First edition of the first collected Acts of the Second Session of the First Congress, one of the most contentious on record where “every major decision set a precedent,” a rare association copy from the library of Reuben Attwater, Secretary and Acting Governor of the Michigan Territory in the early 1800s. One of only 600 copies printed, with legislation on the census and treaties with Britain and Indian tribes, and featuring two seminal acts whose fiercely contested debate threatened the new nation with imminent collapse: the Residency Act, establishing a permanent capital along the Potomac, and the Assumption Act, Hamilton’s proposal for federal assumption of state debts.
This exceptional first printing of the official collection of Acts Passed by the Second Session of the First Congress is especially memorable for its inclusion of two acts that threatened to fracture the new nation and set in opposition the considerable eloquence of Hamilton and Madison-co-authors of The Federalist Papers (1788). One of only 600 copies, this volume contains both the Residency Act (43), favored by Madison in seating a permanent capital near his beloved Virginia, and Hamilton’s proposal for federal assumption of state debts-An Act to Provide more effectually for the Settlement of Accounts between the United States and the Individual States (103). Conflict between these two founding fathers over these laws was heightened “precisely because the new national government was new; every major decision set a precedent” (Ellis, American Sphinx, 121).
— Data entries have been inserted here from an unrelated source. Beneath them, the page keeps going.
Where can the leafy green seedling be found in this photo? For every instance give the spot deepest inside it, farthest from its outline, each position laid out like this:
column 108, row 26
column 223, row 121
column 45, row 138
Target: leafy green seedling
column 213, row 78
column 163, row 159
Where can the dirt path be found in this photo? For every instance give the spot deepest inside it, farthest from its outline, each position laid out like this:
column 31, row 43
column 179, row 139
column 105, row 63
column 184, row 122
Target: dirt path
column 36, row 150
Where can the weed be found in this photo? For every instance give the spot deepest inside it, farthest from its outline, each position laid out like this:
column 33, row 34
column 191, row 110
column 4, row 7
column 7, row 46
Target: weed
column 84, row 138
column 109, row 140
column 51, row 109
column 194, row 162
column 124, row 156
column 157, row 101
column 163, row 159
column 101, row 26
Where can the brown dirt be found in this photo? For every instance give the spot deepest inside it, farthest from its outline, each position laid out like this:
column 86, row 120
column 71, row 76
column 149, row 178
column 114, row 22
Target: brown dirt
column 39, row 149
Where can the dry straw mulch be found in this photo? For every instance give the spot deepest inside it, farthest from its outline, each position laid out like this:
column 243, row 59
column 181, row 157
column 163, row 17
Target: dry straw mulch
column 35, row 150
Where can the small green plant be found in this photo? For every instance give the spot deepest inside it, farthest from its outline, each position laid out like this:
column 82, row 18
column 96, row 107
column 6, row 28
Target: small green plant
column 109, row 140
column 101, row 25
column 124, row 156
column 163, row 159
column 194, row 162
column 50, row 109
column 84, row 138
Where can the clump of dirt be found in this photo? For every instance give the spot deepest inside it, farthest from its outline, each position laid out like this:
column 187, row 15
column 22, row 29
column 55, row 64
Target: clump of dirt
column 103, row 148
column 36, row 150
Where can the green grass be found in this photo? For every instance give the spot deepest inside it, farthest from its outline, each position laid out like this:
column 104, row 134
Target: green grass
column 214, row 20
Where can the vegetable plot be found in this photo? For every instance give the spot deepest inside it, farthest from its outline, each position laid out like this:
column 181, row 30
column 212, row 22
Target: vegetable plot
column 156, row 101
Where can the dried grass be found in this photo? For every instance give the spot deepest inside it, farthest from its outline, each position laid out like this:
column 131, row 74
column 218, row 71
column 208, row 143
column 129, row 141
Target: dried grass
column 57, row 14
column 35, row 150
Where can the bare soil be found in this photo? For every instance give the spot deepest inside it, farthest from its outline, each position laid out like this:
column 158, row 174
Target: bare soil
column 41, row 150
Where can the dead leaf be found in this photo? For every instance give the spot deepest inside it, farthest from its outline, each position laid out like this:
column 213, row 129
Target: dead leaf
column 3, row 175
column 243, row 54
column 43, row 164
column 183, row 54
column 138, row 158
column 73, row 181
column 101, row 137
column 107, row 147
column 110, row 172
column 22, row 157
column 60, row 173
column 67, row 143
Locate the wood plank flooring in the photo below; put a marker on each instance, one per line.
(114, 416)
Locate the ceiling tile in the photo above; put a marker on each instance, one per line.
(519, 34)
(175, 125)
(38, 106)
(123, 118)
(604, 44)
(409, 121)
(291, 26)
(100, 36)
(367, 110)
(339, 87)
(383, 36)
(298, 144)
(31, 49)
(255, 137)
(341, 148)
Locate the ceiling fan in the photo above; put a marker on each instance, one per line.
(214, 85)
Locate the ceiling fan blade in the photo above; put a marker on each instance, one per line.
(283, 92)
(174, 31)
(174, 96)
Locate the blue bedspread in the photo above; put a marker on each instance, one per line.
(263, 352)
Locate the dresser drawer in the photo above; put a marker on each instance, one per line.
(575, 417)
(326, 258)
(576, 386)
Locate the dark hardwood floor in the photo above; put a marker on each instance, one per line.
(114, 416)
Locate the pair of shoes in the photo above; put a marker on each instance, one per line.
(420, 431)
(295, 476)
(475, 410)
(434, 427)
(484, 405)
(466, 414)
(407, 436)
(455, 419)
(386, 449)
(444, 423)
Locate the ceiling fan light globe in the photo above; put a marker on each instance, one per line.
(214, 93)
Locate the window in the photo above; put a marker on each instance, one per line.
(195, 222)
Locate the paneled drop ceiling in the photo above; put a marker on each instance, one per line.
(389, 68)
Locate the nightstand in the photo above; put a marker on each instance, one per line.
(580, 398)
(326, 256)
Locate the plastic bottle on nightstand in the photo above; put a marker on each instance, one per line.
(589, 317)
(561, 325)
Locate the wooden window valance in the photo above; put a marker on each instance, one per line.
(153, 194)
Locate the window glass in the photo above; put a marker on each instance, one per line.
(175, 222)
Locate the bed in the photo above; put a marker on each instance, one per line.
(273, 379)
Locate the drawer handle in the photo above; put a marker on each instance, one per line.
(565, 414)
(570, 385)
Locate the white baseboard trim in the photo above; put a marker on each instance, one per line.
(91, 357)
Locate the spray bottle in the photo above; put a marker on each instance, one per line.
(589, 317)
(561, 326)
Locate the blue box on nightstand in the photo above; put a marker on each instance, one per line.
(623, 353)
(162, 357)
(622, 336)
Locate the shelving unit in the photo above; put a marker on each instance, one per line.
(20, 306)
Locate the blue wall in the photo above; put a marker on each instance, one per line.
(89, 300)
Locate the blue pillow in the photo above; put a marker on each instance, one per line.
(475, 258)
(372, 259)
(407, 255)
To Madison, Hamilton’s Assumption Act “was not primarily about money. It was about control, about trust, about independence.” To Hamilton, failure to pass his financial plan meant “the entire experiment with republican government at the national level would [in his words] ‘burst and vanish, and the states separate to take care of everyone of itself.’ Either the peaceful dissolution of the United States or a civil war would occur unless some sort of political bargain was struck” (Ellis, Founding Fathers, 50-58, 69). Debate over a permanent federal seat reached back to mid-1789, and in 1790, when the Second Session convened, “the argument about assumption stretched from February 23 through March and into April… With tempers and anxieties increasing day by day, the stage was set for the encounter which extracted Congress from its impasse and avoided adjournment in confusion, perhaps with drastic consequences” (Banning, 320). That encounter came in late June, when Madison and Hamilton, after a private dinner hosted by Jefferson, “achieved a statesmanlike solution that averted disintegration of the union.” By early July “the House approved the Residency Act… [and] narrowly passed the assumption bill. The famous dinner deal had worked its political magic” (Chernow, 330). Herein are all acts passed from February-August 1790, also including those on naturalization, the census, customs, state judicial practices, land for West Point and establishment of the Post Office, as well as treaties between the United States and Great Britain, and with five Indian nations. This is the first official printing, in original wrappers, of the bound Acts, published by Childs and Swaine, contracted “to print the Laws of Congress (the Acts) in 600 copies… The bound volumes of the Acts of Congress, issued at the end of each session by Childs & Swaine… came to be very hard to get… [They were] distributed to the members and to the executive, judiciary and judicial branches of every state. This would practically exhaust the 600 copies… and leave none for public purchase” (Powell, 84-6). Without title page (in photocopy with contemporary inscription); page [228] numbered ccxxviii. Evans 22952. Harvard Law Catalogue, 803. This rare association copy is signed by Reuben Attwater, who notably served as Secretary of the Michigan Territory and as its acting governor during British occupation in the 1800s.
Some dampstaining, light foxing and edge-wear to final leaves. A rare and important document in early American history in extremely good condition.